One of the European Court of Justice towers in Kirchberg, seen in May 2009. Photo credit: Cédric Puisney via Flickr (CC BY 2.0)
The UK should be able to unilaterally revoke its “Article 50” notification that it wants to quit the EU, according to a top legal advisor at the European Court of Justice, although the case is far from final.
Earlier this year, several elected officials brought the case against the UK government in Scotland, arguing that cancelling Brexit should be an option if the British parliament does not approve of the deal negotiated by the EU and UK. The British government argued that case was “inadmissible” since it has no intention of stopping the withdrawal process.
In September, the Court of Session, Scotland’s supreme court, asked the European Court of Justice if member states could “unilaterally… revoke its notification before the end of the period of two years” specified under Article 50 of the EU treaty.
In a preliminary opinion issued on Tuesday, Campos Sánchez-Bordona, an advocate general at the ECJ, said the withdrawal process could be stopped any time before it is concluded at the end of March 2019.
Sánchez-Bordona stated, according to a court press release (PDF), that “the question is not merely academic, nor premature or superfluous, but has obvious practical importance and is essential in order to resolve the dispute,” so the case should not be dismissed.

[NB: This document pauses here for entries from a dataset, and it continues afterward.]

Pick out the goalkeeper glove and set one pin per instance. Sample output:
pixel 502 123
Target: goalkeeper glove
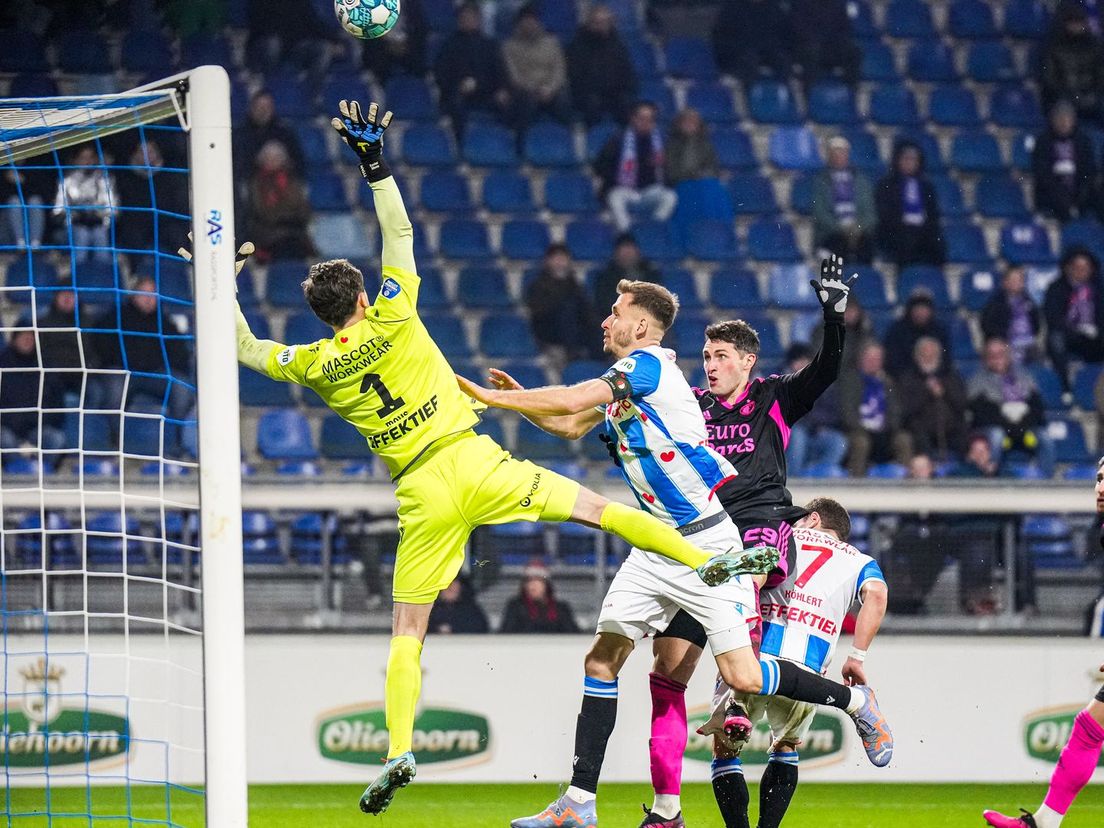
pixel 365 137
pixel 831 289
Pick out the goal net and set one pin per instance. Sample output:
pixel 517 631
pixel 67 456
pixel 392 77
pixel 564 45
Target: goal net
pixel 119 476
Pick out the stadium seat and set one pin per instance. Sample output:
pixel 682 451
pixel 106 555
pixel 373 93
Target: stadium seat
pixel 770 240
pixel 464 239
pixel 506 191
pixel 832 103
pixel 893 105
pixel 425 145
pixel 284 434
pixel 772 102
pixel 484 287
pixel 507 336
pixel 570 192
pixel 1026 243
pixel 795 148
pixel 550 145
pixel 734 287
pixel 445 192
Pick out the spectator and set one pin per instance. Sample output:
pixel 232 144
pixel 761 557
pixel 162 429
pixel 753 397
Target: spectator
pixel 1073 63
pixel 456 611
pixel 86 198
pixel 909 230
pixel 825 42
pixel 1064 167
pixel 537 71
pixel 559 309
pixel 844 216
pixel 690 151
pixel 535 608
pixel 632 168
pixel 817 438
pixel 627 263
pixel 933 402
pixel 603 81
pixel 917 320
pixel 469 71
pixel 1073 307
pixel 1006 405
pixel 1011 315
pixel 870 410
pixel 279 211
pixel 752 38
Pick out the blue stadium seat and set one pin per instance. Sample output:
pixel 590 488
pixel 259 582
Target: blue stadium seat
pixel 445 192
pixel 795 148
pixel 507 191
pixel 991 62
pixel 425 145
pixel 712 240
pixel 713 102
pixel 752 194
pixel 464 239
pixel 284 434
pixel 832 103
pixel 734 287
pixel 976 151
pixel 484 287
pixel 932 62
pixel 893 105
pixel 998 197
pixel 791 288
pixel 550 145
pixel 507 336
pixel 570 192
pixel 770 240
pixel 772 102
pixel 1026 243
pixel 965 243
pixel 690 57
pixel 590 240
pixel 524 239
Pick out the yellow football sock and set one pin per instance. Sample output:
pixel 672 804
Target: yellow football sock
pixel 403 687
pixel 645 531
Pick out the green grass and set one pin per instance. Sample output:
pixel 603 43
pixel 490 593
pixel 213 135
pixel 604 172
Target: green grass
pixel 490 806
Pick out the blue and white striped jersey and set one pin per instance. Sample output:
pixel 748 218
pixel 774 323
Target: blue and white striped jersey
pixel 659 433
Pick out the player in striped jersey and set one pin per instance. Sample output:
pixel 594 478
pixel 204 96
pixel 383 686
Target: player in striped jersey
pixel 802 622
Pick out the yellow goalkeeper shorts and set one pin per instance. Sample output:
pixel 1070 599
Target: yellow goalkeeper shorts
pixel 470 483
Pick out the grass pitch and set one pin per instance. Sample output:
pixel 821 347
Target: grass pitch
pixel 492 806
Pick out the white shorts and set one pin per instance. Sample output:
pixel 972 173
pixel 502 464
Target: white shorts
pixel 649 590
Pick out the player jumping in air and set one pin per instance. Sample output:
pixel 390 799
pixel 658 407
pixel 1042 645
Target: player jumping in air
pixel 657 432
pixel 802 622
pixel 749 423
pixel 1078 761
pixel 383 373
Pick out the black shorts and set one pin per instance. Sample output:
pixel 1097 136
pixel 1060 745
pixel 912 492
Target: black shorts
pixel 755 532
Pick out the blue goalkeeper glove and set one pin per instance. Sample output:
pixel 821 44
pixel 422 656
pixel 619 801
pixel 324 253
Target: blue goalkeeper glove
pixel 365 137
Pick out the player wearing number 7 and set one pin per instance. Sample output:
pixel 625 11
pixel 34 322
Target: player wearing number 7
pixel 382 372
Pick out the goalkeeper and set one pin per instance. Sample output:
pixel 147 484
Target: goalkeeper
pixel 384 374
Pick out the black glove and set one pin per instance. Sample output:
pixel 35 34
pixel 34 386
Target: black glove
pixel 365 137
pixel 831 289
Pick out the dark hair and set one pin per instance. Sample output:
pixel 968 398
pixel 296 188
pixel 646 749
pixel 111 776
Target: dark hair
pixel 832 515
pixel 736 332
pixel 331 289
pixel 660 303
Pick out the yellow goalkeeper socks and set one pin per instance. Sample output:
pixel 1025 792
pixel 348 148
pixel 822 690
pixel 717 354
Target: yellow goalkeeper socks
pixel 644 531
pixel 403 688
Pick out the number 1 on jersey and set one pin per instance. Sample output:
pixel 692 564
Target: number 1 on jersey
pixel 374 382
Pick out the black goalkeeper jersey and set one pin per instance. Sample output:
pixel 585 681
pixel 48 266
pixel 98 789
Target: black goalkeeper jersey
pixel 752 433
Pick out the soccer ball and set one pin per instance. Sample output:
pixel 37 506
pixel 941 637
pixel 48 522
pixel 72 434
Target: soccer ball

Sánchez-Bordona also reasoned that “withdrawal from an international treaty… is by definition a unilateral act of a state party and a manifestation of its sovereignty.” Article 50 “states that a member state which decides to withdraw is to notify the European Council of ‘its intention’--and not of its decision--to withdraw”.
The EU27 governments need not give their unanimous consent to stop Brexit, since that would deprive the UK of its sovereignty, Sánchez-Bordona advised.
The matter will now be reviewed by a panel of ECJ judges. In the majority of cases, ECJ judges reach the same conclusion as advocates general, but their deliberations are independent of the preliminary opinion.
No date for the ECJ judges’ ruling has been set, but the case is being handled under the court’s “expedited procedure”. After the ECJ decision, the case will return to Edinburgh for final adjudication.
The case is number C-621/18 (Wightman and Others v Secretary of State for Exiting the European Union).